Rodzinna przygoda z pszczołami oczami Rafała

Z pewnością żyli kiedyś jacyś przodkowie Mikitów, którzy przed wiekami zajmowali się pszczołami. Ja jednak zacznę tę historię trochę skromniej, sięgając jedynie do roku 1983 i do rodzinnego miasta mojego taty czyli do Makowa Mazowieckiego.

Wtedy to właśnie mój dziadek Jan Mikita, postanowił spróbować swoich sił w pszczelarstwie. Zaczął od dwóch starych drewnianych uli, które wspólnie ze swoim synem naprawił, ocieplił i pomalował. Wkrótce te „nówki sztuki” zostały zasiedlone pszczołami i dumnie stanęły w przydomowym ogródku.

Początki

Pomimo iż tamte miodobrania obejmowały tylko dwa a później trzy ule, były podobno dużym wydarzeniem organizacyjnym w rodzinie.

Każdy miał swoją rolę: dziadek omiatał ramki z pszczół, tata nosił je pojedynczo do domu, gdzie na schodach czekała już ciocia Iza albo ciocia Dorota, aby zanieść je do po stromych schodach do piwnicy. Na dole odbierała je babcia Jadzia, a czasem nawet prababcia Józia, które wcielały się w rolę operatora 3-ramkowej ręcznej miodarki.

Niestety tej scenki nikt wtedy nie uwiecznił na zdjęciu, bo wszyscy byli mocno zajęci:-)

Pierwsze miodobrania czyli cała rodzina w akcji

Gdy w 1995r. moi dziadkowie zakończyli w Makowie budowę swojego wymarzonego własnego domu i tam się przeprowadzili, epizod pszczelarski w naszej rodzinie został uśpiony na kolejne 15 lat.

To co napisałem powyżej to jedynie relacja rodziny, za to kolejne etapy znam już osobiście:-)

Przerwa a po niej drugie podejście

W 2009r. moi rodzice kupili kawałek ziemi w malowniczym zakątku północnego Mazowsza (tylko 90 km od Warszawy). Teren ten, ze względu na swoją polodowcową pagórkowatość nazywany jest Górami Krzyżewskimi.

Działka znajduje się na skraju lasu w miejscowości Krzyżewo Borowe. Tam rodzice pobudowali mały domek letniskowy.

Góry Krzyżewskie czyli co?

Wkrótce, bo już po pół roku od kupna działki, tj. wiosną 2010r., pojawiły się tam pierwsze ule. Było ich pięć (wersja warszawski poszerzany)
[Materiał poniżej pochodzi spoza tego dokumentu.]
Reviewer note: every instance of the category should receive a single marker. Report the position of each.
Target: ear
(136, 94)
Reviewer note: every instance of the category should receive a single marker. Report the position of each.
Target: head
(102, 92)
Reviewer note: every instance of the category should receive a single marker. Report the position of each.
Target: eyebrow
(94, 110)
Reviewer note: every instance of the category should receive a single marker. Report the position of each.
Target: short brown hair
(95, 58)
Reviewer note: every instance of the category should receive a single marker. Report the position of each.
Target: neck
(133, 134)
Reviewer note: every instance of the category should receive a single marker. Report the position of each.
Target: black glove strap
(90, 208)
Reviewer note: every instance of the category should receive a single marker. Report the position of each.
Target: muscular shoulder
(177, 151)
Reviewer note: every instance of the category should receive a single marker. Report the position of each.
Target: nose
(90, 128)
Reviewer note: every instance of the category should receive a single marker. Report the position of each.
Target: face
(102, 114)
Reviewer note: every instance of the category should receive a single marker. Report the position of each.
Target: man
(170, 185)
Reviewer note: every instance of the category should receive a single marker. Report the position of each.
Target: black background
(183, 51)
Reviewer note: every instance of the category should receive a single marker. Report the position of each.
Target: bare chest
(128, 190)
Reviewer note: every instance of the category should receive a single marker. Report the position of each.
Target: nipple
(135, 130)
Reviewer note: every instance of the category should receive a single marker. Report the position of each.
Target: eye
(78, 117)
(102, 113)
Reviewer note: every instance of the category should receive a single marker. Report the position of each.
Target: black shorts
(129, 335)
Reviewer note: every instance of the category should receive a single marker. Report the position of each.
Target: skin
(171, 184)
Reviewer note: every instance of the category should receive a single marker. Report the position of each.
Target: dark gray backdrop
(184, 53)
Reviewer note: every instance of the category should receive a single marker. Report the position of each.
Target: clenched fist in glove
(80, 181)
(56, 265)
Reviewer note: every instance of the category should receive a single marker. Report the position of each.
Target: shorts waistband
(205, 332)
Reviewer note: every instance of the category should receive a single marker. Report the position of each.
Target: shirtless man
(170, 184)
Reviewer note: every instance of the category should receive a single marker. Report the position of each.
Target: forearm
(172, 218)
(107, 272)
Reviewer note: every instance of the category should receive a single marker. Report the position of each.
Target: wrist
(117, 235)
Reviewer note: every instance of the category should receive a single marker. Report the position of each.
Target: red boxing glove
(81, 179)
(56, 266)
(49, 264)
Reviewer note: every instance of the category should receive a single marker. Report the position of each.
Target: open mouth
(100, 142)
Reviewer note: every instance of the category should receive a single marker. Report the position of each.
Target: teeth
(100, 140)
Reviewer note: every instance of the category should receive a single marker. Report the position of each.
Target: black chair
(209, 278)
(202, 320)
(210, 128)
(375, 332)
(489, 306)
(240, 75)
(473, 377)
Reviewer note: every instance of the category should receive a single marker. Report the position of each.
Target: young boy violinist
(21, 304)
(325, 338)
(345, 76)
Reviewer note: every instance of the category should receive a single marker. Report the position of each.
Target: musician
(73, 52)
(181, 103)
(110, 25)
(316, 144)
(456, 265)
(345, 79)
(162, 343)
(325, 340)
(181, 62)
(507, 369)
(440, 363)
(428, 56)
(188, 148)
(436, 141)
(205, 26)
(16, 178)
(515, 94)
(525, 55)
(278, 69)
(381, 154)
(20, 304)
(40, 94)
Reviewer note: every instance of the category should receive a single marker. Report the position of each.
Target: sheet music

Wspólnie z mamą, bratem Pawłem i rodzeństwem ciotecznym (Dominika i Mikołaj) własnoręcznie je pomalowaliśmy.

Zakładam, że nie trudno poznać, który ul to moje dzieło artystyczne:-)

Znowu pszczoły w rodzinie

W 2011r., aby pogłębić swoją wiedzę o pszczołach i prowadzeniu pasieki, mój tata odbył kurs pszczelarski, który zakończył uzyskaniem tytułu zawodowego PSZCZELARZ.

Edukacja

Niedługo ja też będę mógł się pochwalić dyplomem zawodowym. Uczestniczę w studiach podyplomowych na kierunku pszczelarskim na Uczelni Wyższej Łukaszewski w Warszawie

W tzw. międzyczasie, tj. w 2013r., dokupiliśmy kolejne pięć uli, które również stanęły w Krzyżewie ciesząc nie tylko oko taty, ale też podniebienia całej naszej rodziny smacznym miodem zbieranym w rejonie Gór Krzyżewskich.

Małymi kroczkami

Po kilku latach stabilizacji i pracy z dziesięcioma ulami, w 2021r. tata znowu postanowił powiększyć pasiekę.

Tym razem skok był aż 4-krotny i wkrótce mieliśmy już 40 rodzin pszczelich!!!

Na szczęście grono chętnych do pomocy też się powiększyło. Na zdjęciu, wtedy jeszcze moja przyszła żona Weronika:-)

Nabieramy rozpędu:-)

Taka ilość rodzin pszczelich sprawiła, że zaczęliśmy szukać nowych pożytków dla naszych podopiecznych.

Nasze pszczoły zaczęły "wędrować", odkrywając bogactwo kolejno: łanów rzepaku, lasu akacjowego, parku z lipami, czy wreszcie gryki jak śnieg biała na mazurskich pagórkach.